Room for improvement in the review phase

Valuable lessons should be learnt from Member States that have already implemented similar legislation. France is often taken as an example since it passed the Cope-Zimmermann law, which brought the proportion of women on listed companies’ boards from 10% (end of the 2000s) to 45% in 2021. The report from the Haut Conseil à l’Egalité entre les Femmes-Hommes (HCE) which took stock of a decade of implementation, emphasises that binding legislation, monitoring and reporting, and sanctions were critical in the legislation translating into significant progress. Yet, the report highlights that incentives such as compliance conditionality for the award of public tenders or fundings, should be introduce to go further.

“This 2011 law with the obligation of quotas of 20% first, then 40% for the least represented sex was a real revolution and a great success. Not only there were indeed competent women to employ, but also they brought more diverse professional backgrounds and experiences, and a greater diversity of perspectives to the boards. However, the arrival in large numbers of these women on boards of directors did not have the expected leverage effect in the executive and management bodies of companies, for which it was necessary to legislate ten years later.” Armelle Danet, La CLEF (French member organisation of the EWL)

The equal representation of women and men on corporate boards and in economic decision-making is essential for democracy and human rights. Boards approve major strategic and financial decisions and monitor the company’s management, having a widespread impact on the lives of women and men. Such decisions lack legitimacy when half of the European population is de-facto excluded from their deliberation and formulation. Hence, the EWL is pleased to see that the effort of EU Presidencies, Members of the European Parliament and the European Commission eventually led to the adoption of the Women on Boards Directive. This is a historic achievement and an encouraging first EU-wide step for the equal representation of women in decision-making positions.

Nonetheless, we strongly encourage European and national policy-makers to sustain their efforts and to go further when the Directive is reviewed. In particular, we call upon them to:
• To include all companies, including non-listed ones;
• To extend the scope of the Directive to SMEs;
• To provide for more ambitious and binding sanctions;
• To make Article 12 on suspension void as of 31 December 2030, which marks the first review of the Directive’s application by the EU; by that time, Member States benefitting from such suspension should have had ample time to progressively work towards the introduction of measures that would contribute to achieving the proportions set in Article 4 or even more ambitious targets.

Finally, the EWL also call upon decision-makers to ensure that women on boards are truly representative of the diversity of women, including women with disabilities, women from ethnic minorities, migrant women, lesbian women etc. The EWL also recalls that the success of a Directive like the Women on Board also depends on the policies adopted to tackle barriers to equal women’s representation such as gender norms, the care burden, gender pay, employment and pension gaps etc. That is why the EWL calls upon EU decision-makers to advance women’s rights in the ongoing work on the EU Care Strategy and the Pay Transparency Directive.

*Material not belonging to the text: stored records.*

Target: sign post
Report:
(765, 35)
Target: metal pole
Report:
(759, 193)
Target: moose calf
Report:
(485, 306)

The next step, is for both the European Parliament’s JURI and FEMM Committees to adopt the final version of the text through a vote on 17 November. Then, the final formal step will take place with the European Parliament’s signing at the end of the month.

The EWL, with support from its members across the EU, will monitor the Directive’s national implementation and remains ready to support national and European policy-makers so that the transposition of this Directive results in significant advancement for women and society at large.